Saturday, March 3, 2012

Banana Sunday

~Yesterday, Ben and I were at the Why Not Cafe, the very first place we stopped in Byron Bay our first day. Today we were using their excellent wireless to post photos to Facebook while working on our novel. At that moment in the progression of our story, Martin and Rosie, the principal characters, were discussing their very great need for pancakes.

*It was at a that moment that we realized that we had a very great need for pancakes. And so, shortly thereafter, we found ourselves at the Wooly's comparing the various ingredients and prices of instant pancakes (we were not feeling terribly patient).

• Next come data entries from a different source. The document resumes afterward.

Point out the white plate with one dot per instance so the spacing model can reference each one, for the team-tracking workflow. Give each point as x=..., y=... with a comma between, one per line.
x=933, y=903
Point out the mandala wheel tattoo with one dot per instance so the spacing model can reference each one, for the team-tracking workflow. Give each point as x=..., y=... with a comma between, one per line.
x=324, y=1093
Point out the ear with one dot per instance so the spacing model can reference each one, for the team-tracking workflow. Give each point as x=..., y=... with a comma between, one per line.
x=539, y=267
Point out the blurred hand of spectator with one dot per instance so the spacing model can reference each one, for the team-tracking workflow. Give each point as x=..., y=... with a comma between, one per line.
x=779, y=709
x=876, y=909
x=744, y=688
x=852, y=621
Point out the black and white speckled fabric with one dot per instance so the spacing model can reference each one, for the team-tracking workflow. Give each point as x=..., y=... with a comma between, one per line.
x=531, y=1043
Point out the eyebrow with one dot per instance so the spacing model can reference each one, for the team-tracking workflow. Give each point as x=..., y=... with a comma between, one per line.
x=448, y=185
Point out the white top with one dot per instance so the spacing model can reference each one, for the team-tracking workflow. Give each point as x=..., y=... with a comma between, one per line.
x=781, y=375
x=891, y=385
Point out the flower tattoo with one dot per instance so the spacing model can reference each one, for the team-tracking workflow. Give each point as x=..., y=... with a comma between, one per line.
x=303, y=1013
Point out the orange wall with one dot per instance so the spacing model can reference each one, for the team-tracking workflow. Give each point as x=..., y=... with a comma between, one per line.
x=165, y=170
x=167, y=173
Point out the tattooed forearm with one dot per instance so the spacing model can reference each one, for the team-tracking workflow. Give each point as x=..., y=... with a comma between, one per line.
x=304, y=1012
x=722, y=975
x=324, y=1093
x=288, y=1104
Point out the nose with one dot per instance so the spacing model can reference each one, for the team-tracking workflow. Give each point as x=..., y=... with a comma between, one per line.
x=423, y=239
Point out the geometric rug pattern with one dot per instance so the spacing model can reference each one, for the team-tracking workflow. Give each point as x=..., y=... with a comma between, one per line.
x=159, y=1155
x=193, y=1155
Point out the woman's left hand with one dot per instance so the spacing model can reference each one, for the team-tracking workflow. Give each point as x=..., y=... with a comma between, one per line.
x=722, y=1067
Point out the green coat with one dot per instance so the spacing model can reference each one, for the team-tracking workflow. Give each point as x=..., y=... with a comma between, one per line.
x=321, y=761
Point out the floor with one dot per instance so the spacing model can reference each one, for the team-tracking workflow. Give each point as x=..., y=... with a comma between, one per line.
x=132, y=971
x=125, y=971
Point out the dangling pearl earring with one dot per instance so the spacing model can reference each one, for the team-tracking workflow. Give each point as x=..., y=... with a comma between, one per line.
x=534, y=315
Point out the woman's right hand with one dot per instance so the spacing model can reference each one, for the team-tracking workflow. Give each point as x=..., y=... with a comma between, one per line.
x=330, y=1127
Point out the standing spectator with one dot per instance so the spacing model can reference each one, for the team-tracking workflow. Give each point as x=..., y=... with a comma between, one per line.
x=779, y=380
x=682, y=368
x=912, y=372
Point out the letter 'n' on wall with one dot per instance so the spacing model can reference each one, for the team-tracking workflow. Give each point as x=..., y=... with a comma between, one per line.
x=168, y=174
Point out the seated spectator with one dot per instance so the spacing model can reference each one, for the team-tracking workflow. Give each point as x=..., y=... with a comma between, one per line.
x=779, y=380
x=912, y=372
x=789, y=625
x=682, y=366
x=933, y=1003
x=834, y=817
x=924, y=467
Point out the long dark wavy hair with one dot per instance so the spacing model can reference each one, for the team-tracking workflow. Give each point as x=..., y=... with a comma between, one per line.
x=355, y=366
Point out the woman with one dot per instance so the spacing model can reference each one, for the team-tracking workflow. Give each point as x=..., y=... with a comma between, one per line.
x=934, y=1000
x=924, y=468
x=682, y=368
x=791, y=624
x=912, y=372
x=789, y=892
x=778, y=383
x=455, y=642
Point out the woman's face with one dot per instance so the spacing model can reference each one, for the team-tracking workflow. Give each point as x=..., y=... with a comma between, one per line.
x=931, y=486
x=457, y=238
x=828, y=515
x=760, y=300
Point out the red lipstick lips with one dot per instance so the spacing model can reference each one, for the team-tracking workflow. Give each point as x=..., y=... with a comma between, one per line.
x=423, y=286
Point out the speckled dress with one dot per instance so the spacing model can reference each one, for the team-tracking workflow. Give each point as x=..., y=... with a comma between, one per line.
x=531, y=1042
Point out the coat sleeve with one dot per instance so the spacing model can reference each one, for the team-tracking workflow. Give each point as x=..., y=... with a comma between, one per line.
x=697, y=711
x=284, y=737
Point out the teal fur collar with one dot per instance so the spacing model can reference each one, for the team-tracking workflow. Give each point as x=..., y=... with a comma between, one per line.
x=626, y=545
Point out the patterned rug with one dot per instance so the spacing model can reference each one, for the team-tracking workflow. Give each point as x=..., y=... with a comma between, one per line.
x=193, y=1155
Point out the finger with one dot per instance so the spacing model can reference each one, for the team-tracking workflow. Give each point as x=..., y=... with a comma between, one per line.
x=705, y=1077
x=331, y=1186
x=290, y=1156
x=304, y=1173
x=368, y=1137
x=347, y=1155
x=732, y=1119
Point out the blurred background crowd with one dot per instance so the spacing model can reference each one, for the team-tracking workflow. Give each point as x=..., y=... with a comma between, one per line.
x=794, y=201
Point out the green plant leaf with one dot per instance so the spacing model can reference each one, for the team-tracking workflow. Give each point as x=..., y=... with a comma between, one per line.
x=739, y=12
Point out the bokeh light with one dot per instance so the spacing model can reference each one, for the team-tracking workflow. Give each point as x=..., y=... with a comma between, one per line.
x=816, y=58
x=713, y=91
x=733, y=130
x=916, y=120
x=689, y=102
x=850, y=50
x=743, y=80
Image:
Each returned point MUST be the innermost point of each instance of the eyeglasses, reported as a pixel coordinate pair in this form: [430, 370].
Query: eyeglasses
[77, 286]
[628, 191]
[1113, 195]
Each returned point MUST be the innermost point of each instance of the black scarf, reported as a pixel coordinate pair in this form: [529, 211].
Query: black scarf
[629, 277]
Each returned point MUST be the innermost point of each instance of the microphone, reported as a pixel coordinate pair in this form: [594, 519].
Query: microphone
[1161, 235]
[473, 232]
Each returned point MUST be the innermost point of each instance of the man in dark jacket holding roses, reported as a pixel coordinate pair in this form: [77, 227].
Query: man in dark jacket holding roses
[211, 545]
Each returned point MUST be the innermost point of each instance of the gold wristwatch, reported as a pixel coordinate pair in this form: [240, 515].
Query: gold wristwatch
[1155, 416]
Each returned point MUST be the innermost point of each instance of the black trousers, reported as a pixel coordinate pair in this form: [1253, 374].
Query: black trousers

~And so, armed with a just-add-water shake-n-pour pancake mix, a bunch of bananas, the store brand Nutella - this took some real discussion and research, as off-brand Nutella is often very unsatisfying indeed, but this one had the EXACT same ingredients list with equal percentages of chocolate makings and hazelnut content, and the Woolies...

*there is some dissension between us regarding the correct spelling of the abbreviation of "Woolworths"

~ clearly, I'm right. Anyway, the Woolies brand has often proved itself, we took a risk which paid off, and went for their chocolate-hazelnut spread. With the addition of a small canister of cinnamon, all that was left was to wait for breakfast time. 

*Because we were feeling very noble and exceedingly motivated, we decided to go for a run before brekkers. 

~Also, because we thought there was a decent chance we wouldn't be able to move that fast after banana-nutella pancakes.

*That too. Anyway, we had a lovely run down the road, across the beach, and through a bit of rainforest. Feeling that our heart rates had been sufficiently elevated for one day, we returned to the hostel for a deliciously artery clogging breakfast.  

~We acquired the water. We played the maracas with the shake-batter jug. We sliced bananas. We washed a skillet. We were ready. 

* I poured, she bananaed, and we ate 'em hot.

~Now, some people say the only civilized way to eat is sitting down, at a table, with cutlery. Place settings aside, we've actually been pretty good about gathering all the necessary implements and sauces and sitting down together somewhere for our comestibles, but I say, sir, letting pancakes get cold is a crime. Besides, then they don't properly melt your chocolate-hazelnut spread. So we cooked 'em up and split them down the middle and ate our banana pancakes right over the stove while the next one cooked. It was perfect.

*Yumm, chocolatey, bananay, gooey goodness. After eating as many pancakes as we deemed prudent (by which I mean as many as possible) we departed for the Sunday market. 

~Held in the park area just beyond the train tracks, down Skinners Shoot road (and on our walking route to happy hour at the Buddha Bar), the first Sunday of the Month Market in Byron is locally famous. 

*And for good reason. The crafts are awesome, the food is delectable, the music is great (American folk country today), and there are more delicious samples than you can shake a stick at.

~As with seemingly everything retail-ended in Byron, the food was massively expensive, but impressive. Happily, there were items at today's produce stalls reasonably priced enough that we are now in avocado and ladyfinger bananas, and not passion fruit only because Ben didn't think he could eat half a kilogram of them by himself. We'd sampled passion fruit at the last Thursday market, and while I found the flavor impressive, and maybe I'd cook with it, it's not a fruit I'd ever deliberately eat in it's entirety. 

*I love the flavor of passionfruit but it has more seeds and more tang than just about anything else I have eaten. The prospect of being responsible for the consumption of more than one or two was a bit more than I thought I could manage. 

~And so we wandered through a sea of tents of artisans and food purveyors and entertainment, stopping again at Pure Melt Chocolate, whose chocolates, made purely of coco butter, powder, and vanilla, are unreal. The spit of rain from early in the morning had completely passed, and the sun grew hot to the point where I was sweating under my very fashionable straw hat, thrilled with the heat. We parted ways for the afternoon, Ben to town and I to the beach, and subsequently reconvened in the hostel kitchen, to blog and recharge Plucky and gnosh on lady-finger banana.